Die angeführten Überlegungen zu verschiedenen sozialen Positionen führten zu dem Wunsch, die Möglichkeiten zur Beteiligung an der Vorbereitung und an den Entscheidungen so niedrigschwellig wie möglich zu halten. Der Vorbereitungsprozess wurde immer wieder geöffnet, es wurde zu öffentlichen Diskussionen und Veranstaltungen eingeladen (u.a. ein Saloon im Januar, ein Open Space im Mai, eine Werksatt im Juli, zwei Einführungsworkshops in queerfeministische materialistische Theorie im August und im November, eine Einführungsveranstaltung in bürgerliche Ökonomietheorie im November, ein Salon im Dezember in Hamburg, ein öffentlicher Aufruf in mehreren Sprachen …). Die Vorbereitungstreffen wurden sehr fluktuierend besucht und waren für manche eher der Übergang zur Beteiligung in einer Arbeitsgruppe, während andere sich in der strukturellen Organisation einbrachten (Gelder beantragen, Räume mieten, Werbung, Programm und den Überblick behalten).
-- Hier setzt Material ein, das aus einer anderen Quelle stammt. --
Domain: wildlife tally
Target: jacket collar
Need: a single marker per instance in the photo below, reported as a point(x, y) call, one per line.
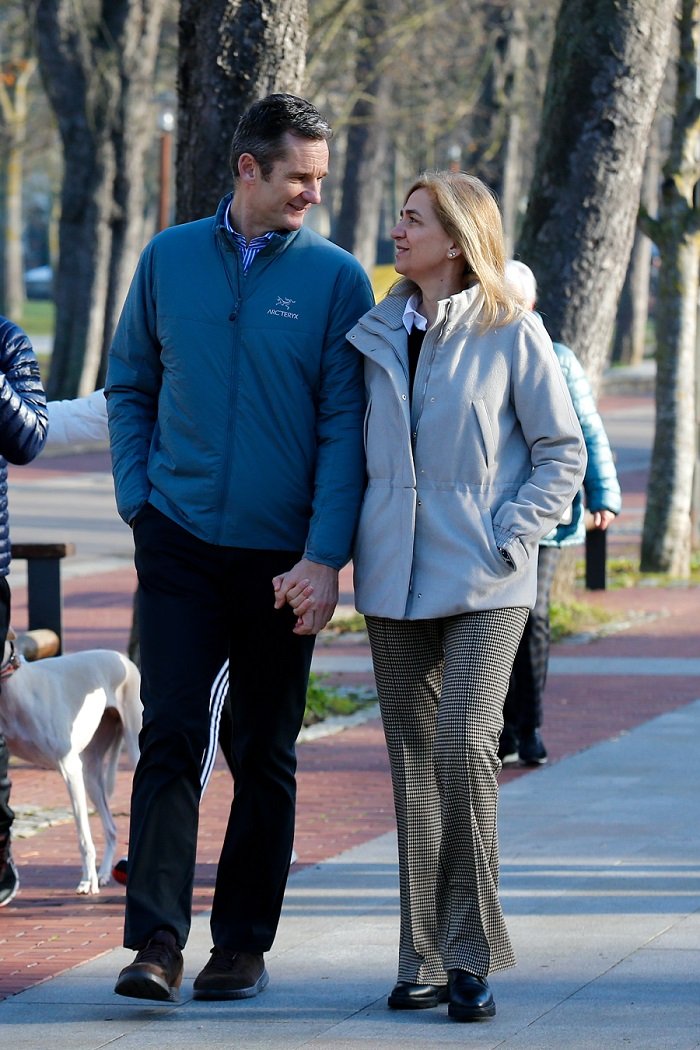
point(277, 242)
point(388, 313)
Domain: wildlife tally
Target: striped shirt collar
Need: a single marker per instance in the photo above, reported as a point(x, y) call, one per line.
point(248, 249)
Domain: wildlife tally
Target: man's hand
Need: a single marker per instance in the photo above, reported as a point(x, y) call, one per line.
point(311, 589)
point(601, 519)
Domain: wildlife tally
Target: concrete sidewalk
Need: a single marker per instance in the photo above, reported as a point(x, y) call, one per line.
point(599, 854)
point(600, 885)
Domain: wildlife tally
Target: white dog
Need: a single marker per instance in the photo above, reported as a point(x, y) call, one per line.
point(71, 713)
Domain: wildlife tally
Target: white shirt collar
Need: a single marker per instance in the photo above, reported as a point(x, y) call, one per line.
point(411, 317)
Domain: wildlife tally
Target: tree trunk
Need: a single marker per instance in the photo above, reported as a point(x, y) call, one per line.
point(605, 78)
point(231, 54)
point(16, 76)
point(666, 533)
point(98, 68)
point(366, 151)
point(630, 343)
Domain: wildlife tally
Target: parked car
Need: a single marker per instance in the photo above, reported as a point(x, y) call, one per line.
point(39, 282)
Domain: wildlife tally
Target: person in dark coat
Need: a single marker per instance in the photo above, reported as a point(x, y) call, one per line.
point(23, 425)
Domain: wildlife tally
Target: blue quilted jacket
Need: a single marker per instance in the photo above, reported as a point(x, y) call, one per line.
point(235, 402)
point(23, 416)
point(600, 485)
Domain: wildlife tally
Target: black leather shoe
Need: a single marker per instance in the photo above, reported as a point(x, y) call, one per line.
point(411, 996)
point(470, 998)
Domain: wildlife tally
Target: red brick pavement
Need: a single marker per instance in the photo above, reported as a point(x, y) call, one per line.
point(343, 783)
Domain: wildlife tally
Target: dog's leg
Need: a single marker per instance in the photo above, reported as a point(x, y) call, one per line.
point(71, 771)
point(100, 761)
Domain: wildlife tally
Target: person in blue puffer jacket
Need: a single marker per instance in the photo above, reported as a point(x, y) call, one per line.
point(523, 712)
point(23, 425)
point(235, 410)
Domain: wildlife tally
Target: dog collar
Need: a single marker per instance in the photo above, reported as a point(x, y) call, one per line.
point(12, 664)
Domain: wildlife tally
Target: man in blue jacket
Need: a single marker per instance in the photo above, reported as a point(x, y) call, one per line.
point(23, 423)
point(235, 416)
point(521, 738)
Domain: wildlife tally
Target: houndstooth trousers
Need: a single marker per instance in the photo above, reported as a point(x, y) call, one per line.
point(442, 685)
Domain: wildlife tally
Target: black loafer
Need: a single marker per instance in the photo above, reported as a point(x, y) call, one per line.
point(412, 996)
point(470, 998)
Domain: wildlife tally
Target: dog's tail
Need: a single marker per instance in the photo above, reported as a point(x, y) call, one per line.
point(130, 708)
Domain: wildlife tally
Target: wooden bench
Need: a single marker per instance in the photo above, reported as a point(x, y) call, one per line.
point(44, 594)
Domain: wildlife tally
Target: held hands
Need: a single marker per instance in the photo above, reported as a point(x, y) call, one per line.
point(601, 519)
point(311, 589)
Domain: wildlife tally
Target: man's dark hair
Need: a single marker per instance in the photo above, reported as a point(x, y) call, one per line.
point(261, 129)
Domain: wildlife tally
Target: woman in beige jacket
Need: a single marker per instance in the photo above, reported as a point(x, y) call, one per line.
point(473, 452)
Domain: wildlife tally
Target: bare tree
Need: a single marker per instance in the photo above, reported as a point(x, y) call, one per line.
point(666, 533)
point(231, 53)
point(17, 67)
point(367, 137)
point(97, 59)
point(606, 74)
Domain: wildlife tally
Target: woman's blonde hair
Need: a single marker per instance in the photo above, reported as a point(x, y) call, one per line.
point(468, 212)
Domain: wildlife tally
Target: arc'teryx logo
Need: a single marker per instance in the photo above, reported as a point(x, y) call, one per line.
point(281, 309)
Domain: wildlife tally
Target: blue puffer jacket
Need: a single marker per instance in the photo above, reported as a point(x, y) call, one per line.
point(235, 402)
point(600, 484)
point(23, 416)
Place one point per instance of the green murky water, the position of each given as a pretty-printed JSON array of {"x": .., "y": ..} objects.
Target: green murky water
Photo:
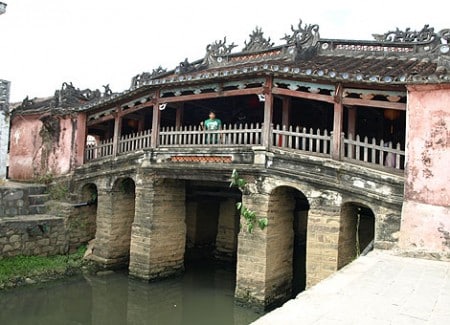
[{"x": 203, "y": 295}]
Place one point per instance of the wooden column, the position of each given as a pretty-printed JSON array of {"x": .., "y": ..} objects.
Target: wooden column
[
  {"x": 286, "y": 112},
  {"x": 81, "y": 139},
  {"x": 156, "y": 122},
  {"x": 117, "y": 131},
  {"x": 179, "y": 116},
  {"x": 351, "y": 128},
  {"x": 141, "y": 124},
  {"x": 268, "y": 113},
  {"x": 337, "y": 123}
]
Die Überlegungen zur Form, die immer wieder gemacht wurden, sollten aber nicht nur die Vorbereitungsstruktur, sondern auch die Veranstaltungen auf dem „Event“ selbst betreffen. Dabei hat es sich für uns als sinnvoll erwiesen, die Veranstaltungsformate einerseits an den Inhalten, andererseits aber auch an den Zielen der Veranstaltung zu orientieren: So bieten sich zum Beispiel bei einer Veranstaltung zur Vermittlung von Grundlagenwissen ganz andere Formate an als Beispielsweise, wenn das Ziel der Veranstaltung die Sichtbarmachung von Perspektiven und Initiativen ist, oder wenn es darum geht, an einer sehr speziellen Frage über mögliche Strategien oder Ansätze zu diskutieren. Nachdem wir das schon vor der Konzeption der Veranstaltungen abstrakt überlegt hatten, werden wir uns auf einem dem kommenden Treffen (19. Februar) noch einmal Zeit nehmen, gemeinsam über die nun geplanten Veranstaltungen zu sprechen. Haben sich die Erwägungen umsetzen lassen? Wo gibt es noch Diskussionsbedarf oder Probleme? Es geht darum, dass die einzelnen Gruppen auch voneinander profitieren können, dass Überlegungen einer einzelnen AG auch den anderen zugänglich gemacht werden, zur Diskussion gestellt werden etc. Es wird auf diesem Treffen aber auch noch einmal allgemeiner diskutiert, welche Anforderungen vor allem an Moderator_innen (die teilweise nicht in den Vorbereitungsprozessen dabei waren) und Referent_innen gestellt werden, um diese zu unterstützen und mit ihnen unsere Überlegungen gemeinsam zu diskutieren. Was soll oder muss eine Moderator_in berücksichtigen, um das Gespräch zwischen den genannten unterschiedlichen Positionen zu unterstützen? Wie kann die Moderation ausschließendem Sprechens entgegenwirken?

Diese Überlegungen sind alle in der Vorbereitung des „Events“ entstanden und zusammengetragen worden. Wir hoffen, dass uns das „Event“ selbst noch mal wichtige Erfahrungen bringt, die wir ebenfalls dokumentieren werden. Denn: schließlich ist dies alles nur der Anfang!